Thursday, November 12, 2009

House Special: OverCooked Roster

Slash to the top of the helmet of Red McIntyre for the initial observation

Six weeks into the season, something we may never, ever see again has occurred. YTD, one team has 9 offensive players ranked in the top 78, and 10 ranked in the top 105. This is unheard of, and of course this team has a comfy lead sitting atop the standi..wait, what? 8th?!?!

People Know Me has a dynamite team this year, which we know from the debacle during the first round of the draft where GM Jesse Cook drafted Jimmy Howard, has zero to do with Cook’s drafting skills. Clearly, it has to be complete, dumb, blind luck. But what about his standings in the league? Is that luck? A quick analysis, which involves pulling my thumb out of my ass, licking it and holding it up to the screen (known in the statistical analysis community as “Cooking the books”), gives me a 95% confidence level that there is no luck involved. With a r-squared of 0.98, I can confidently conclude that the reason People Know Me sits in 8th has to do with the idiocy team mismanagement of GM Jesse Cook. Lets take a look at 5 possible reasons for his poor mismanagement, with input from various GMs from the league contributing thoughts (anonymous, of course).

1) He consults with Paymon on roster changes, but often times mishears him because Paymon’s cock is on one of his ears, and a tube of toothpaste is in the other. “Very, very plausible. Most likely true,” says one GM, named Ryan Schauble. “He may even consult on roster changes with Paymon as well…oh, I thought you were just asking me about the cock in ear thing.” Indeed.

2) He is fighting with his lover Paymon, which is why he has been distracted in the league. “Nah, the fighting just make the sex better,” says $0.20 Kane GM Red McIntyre. “What Jesse really likes is when Paymon brings a friend and they both try to wrestle him, one gets his upper body, one gets his legs, and the whole time his pet gerbil Hansel is in his ass.” Wow, TMI.

3) He is dumb. Montreal Wanderers GM Court Watson: “Yup”
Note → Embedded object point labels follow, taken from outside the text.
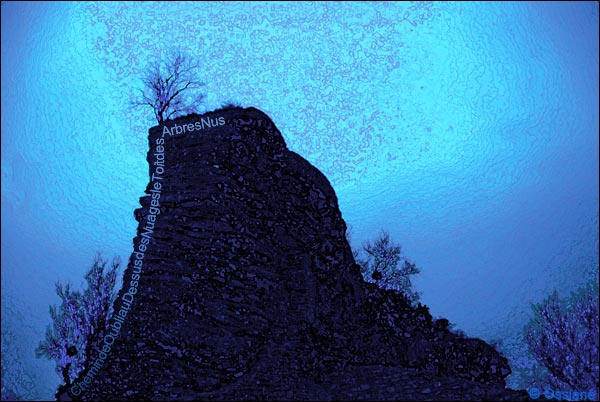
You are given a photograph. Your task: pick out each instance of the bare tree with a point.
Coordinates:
(171, 88)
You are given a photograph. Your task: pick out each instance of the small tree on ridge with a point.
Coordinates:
(171, 88)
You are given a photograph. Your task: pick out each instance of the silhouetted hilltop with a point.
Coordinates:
(246, 288)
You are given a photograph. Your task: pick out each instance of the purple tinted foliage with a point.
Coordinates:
(79, 323)
(385, 266)
(563, 336)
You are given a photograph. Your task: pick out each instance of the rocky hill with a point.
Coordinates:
(242, 286)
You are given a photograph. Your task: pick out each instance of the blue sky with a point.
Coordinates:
(468, 131)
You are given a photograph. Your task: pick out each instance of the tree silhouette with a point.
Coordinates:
(171, 87)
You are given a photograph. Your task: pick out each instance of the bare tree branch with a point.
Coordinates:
(169, 85)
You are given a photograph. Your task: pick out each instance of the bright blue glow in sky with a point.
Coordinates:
(469, 131)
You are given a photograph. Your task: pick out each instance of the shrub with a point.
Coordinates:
(385, 266)
(79, 323)
(563, 337)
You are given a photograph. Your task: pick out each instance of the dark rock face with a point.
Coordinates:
(248, 289)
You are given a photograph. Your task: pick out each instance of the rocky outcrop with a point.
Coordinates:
(248, 290)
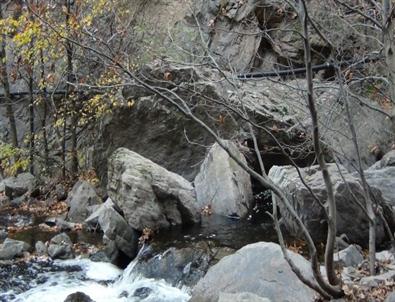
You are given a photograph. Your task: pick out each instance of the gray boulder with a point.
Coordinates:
(41, 248)
(78, 297)
(17, 186)
(175, 142)
(149, 195)
(351, 256)
(80, 200)
(118, 235)
(93, 220)
(382, 176)
(117, 230)
(12, 248)
(351, 220)
(390, 297)
(61, 247)
(3, 234)
(259, 269)
(241, 297)
(223, 184)
(179, 265)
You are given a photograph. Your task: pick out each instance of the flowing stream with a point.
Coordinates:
(103, 282)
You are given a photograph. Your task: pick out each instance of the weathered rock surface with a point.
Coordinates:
(351, 256)
(149, 195)
(176, 142)
(241, 297)
(180, 266)
(78, 297)
(259, 269)
(117, 230)
(61, 247)
(223, 184)
(12, 248)
(93, 220)
(80, 200)
(40, 248)
(17, 186)
(390, 298)
(351, 220)
(382, 176)
(232, 27)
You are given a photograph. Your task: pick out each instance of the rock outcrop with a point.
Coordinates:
(17, 186)
(382, 176)
(61, 247)
(350, 256)
(10, 249)
(149, 195)
(351, 220)
(81, 201)
(223, 184)
(259, 269)
(178, 144)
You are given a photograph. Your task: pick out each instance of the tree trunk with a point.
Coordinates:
(74, 114)
(45, 110)
(31, 122)
(389, 50)
(6, 86)
(331, 203)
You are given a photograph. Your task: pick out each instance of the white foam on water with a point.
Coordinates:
(103, 282)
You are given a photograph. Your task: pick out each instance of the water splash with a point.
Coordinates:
(103, 282)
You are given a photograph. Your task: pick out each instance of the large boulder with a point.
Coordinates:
(81, 201)
(61, 247)
(149, 195)
(178, 143)
(351, 219)
(12, 248)
(259, 269)
(223, 184)
(116, 229)
(382, 176)
(17, 186)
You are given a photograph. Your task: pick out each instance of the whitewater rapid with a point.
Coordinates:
(103, 282)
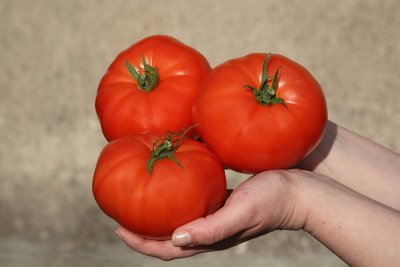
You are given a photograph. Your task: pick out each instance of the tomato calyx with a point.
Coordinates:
(167, 148)
(146, 78)
(266, 93)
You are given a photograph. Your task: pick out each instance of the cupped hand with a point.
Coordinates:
(263, 203)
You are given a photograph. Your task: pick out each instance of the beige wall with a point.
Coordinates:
(53, 53)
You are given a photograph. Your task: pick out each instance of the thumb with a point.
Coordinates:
(224, 223)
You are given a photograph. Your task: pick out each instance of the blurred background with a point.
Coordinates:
(53, 54)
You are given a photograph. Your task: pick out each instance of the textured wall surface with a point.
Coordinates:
(53, 54)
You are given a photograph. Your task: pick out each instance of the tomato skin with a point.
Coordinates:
(249, 137)
(154, 205)
(123, 108)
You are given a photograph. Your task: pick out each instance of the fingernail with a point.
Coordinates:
(118, 234)
(181, 239)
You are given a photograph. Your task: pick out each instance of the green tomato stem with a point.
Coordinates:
(167, 148)
(266, 94)
(147, 78)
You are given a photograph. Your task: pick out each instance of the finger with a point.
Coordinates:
(163, 250)
(228, 221)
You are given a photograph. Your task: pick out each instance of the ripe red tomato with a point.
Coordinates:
(260, 112)
(153, 189)
(151, 86)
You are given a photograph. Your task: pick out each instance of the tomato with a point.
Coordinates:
(150, 87)
(151, 187)
(260, 112)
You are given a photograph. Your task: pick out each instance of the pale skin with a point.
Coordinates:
(346, 194)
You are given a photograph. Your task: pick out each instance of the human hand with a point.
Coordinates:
(265, 202)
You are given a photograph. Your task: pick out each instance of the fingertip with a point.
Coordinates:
(181, 238)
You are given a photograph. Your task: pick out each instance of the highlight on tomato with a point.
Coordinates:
(151, 186)
(150, 87)
(260, 112)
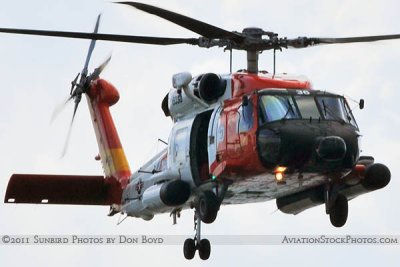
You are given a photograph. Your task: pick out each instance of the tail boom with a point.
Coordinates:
(100, 97)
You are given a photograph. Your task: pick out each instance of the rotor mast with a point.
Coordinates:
(254, 36)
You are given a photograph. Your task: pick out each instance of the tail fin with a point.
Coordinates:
(100, 97)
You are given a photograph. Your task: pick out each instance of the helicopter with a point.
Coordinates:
(237, 138)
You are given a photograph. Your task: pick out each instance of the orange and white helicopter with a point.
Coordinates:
(237, 138)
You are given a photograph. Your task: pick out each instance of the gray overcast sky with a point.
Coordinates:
(35, 75)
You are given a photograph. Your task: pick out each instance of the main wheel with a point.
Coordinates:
(339, 211)
(204, 249)
(189, 248)
(208, 206)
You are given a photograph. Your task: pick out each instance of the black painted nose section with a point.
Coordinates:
(331, 148)
(302, 144)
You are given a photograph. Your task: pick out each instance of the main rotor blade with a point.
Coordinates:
(202, 28)
(106, 37)
(305, 41)
(91, 48)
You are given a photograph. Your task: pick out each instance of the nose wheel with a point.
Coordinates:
(337, 206)
(206, 210)
(192, 244)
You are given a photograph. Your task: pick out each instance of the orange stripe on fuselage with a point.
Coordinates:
(101, 96)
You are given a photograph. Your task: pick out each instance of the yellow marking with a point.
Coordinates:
(118, 160)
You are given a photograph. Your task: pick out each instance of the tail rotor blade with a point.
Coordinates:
(91, 47)
(96, 73)
(77, 100)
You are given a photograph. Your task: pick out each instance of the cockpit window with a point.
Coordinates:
(287, 106)
(307, 107)
(332, 108)
(277, 107)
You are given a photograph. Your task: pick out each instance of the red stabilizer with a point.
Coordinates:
(62, 189)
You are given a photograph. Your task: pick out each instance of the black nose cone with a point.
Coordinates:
(331, 148)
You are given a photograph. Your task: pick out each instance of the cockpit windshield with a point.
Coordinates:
(285, 106)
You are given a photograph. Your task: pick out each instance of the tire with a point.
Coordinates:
(204, 249)
(208, 206)
(339, 211)
(189, 249)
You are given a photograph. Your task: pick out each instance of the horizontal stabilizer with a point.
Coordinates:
(63, 189)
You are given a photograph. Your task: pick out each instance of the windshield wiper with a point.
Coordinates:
(332, 113)
(290, 108)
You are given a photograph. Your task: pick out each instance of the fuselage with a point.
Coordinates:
(256, 128)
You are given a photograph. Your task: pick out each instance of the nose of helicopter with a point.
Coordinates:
(309, 145)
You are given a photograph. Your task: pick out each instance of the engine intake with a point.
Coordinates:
(211, 87)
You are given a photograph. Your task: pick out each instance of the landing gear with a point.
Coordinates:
(202, 245)
(337, 206)
(207, 206)
(339, 211)
(206, 210)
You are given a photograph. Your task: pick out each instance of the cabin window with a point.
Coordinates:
(246, 117)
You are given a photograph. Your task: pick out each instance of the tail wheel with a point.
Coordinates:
(204, 249)
(339, 211)
(208, 206)
(189, 248)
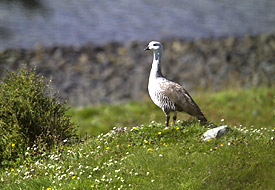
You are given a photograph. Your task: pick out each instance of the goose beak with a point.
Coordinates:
(147, 48)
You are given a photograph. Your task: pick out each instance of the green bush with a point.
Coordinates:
(30, 111)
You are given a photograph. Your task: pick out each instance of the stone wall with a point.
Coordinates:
(119, 72)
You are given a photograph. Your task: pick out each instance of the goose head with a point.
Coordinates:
(154, 45)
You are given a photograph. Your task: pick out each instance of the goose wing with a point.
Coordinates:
(181, 99)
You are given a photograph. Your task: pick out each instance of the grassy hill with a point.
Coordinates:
(139, 153)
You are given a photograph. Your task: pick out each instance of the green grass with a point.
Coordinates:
(140, 154)
(236, 107)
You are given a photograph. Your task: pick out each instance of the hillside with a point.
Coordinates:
(114, 72)
(151, 156)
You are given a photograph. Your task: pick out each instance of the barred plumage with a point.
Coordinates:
(168, 95)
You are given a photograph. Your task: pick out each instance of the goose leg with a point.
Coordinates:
(167, 119)
(174, 118)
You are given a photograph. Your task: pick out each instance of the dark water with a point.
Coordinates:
(70, 22)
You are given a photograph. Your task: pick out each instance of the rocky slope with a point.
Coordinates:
(118, 72)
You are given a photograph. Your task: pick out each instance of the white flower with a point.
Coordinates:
(95, 169)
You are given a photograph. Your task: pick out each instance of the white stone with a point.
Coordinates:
(215, 133)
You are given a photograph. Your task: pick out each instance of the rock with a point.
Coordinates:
(215, 133)
(116, 73)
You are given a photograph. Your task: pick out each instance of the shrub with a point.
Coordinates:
(29, 110)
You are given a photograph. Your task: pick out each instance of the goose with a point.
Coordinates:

4) He has trouble using a mouse and keyboard. “That big, dumb white, fuck says he has the best hands in Richmond, but they are such gorilla hands he has no touch on a computer at all, what a buffoon.” Old Swedish Balls GM Bert Fong

5) He is a cock-blocker. “Heck yeah he is.” This response was actually unanimous, coming from all GMs.

So there you have it, I don’t know about you, but after this analysis I walked away getting a pretty good understanding of why Cook sucks.

UPDATE: After reading this post, GM Steve McIntyre pointed out that Jesse’s goalies suck even worse than he does. This further supports the notion that Cook is an idiot; anyone with that many players ranked that highly who has been able to translate them into zero trades for better goaltending clearly doesn’t know what he is doing. Even Bert Fong has made a trade this year.

1 comment:

  1. Even if Jesse Talon drafted Nabakov, he would have found a way to f#ck things up. Nice work Jonah.